This is intended to be short and punchy–on purpose (smile!).

As a certified financial planner that has been in financial services for nearly two decades this is like second-nature to me, however, I come across clients all the time where these two tips allow them to save thousands in taxes.  So here we go…

  1. Ditch the FSA for the HSA

Often used but not as “flexible” as the name implies, FSAs (flexible spending accounts) allow you to use pre-tax dollars on dependent and medical care.  The major downfall is the funds don’t roll over year to year.  However, did you realize that the HSA (health savings account) gives you more bang for your buck?
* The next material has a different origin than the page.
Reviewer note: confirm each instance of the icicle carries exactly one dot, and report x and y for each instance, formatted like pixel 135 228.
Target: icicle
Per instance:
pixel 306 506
The HSA is available when you opt-in to your employers High Deductible Health Plan and allows you to save pre-tax dollars in an account that grows tax-free with tax-free distributions (used for medical expenses).  You essentially can have your own long-term care plan free to you when you need the cash.  For a couple over 55 years of age, they can be reducing their taxable income by an additional $7,750/yr

2. Contribute beyond the Employer Match

Regardless of your feelings, your 401(k) will likely be your largest wealth-building tool.  First, it is the direct product of your human capital and allows for one of the largest tax breaks you can receive dollar-for-dollar. Next, pre-tax salary deferrals into an employer plan like a 401(k) act as “above the line” deduction and therefore directly reduce the amount of taxes you pay.  The cap on your contribution for 2017 is $18,000 (not including what the employer matches or contributes through plan forfeitures, etc.).  It’s there as a deduction so use it.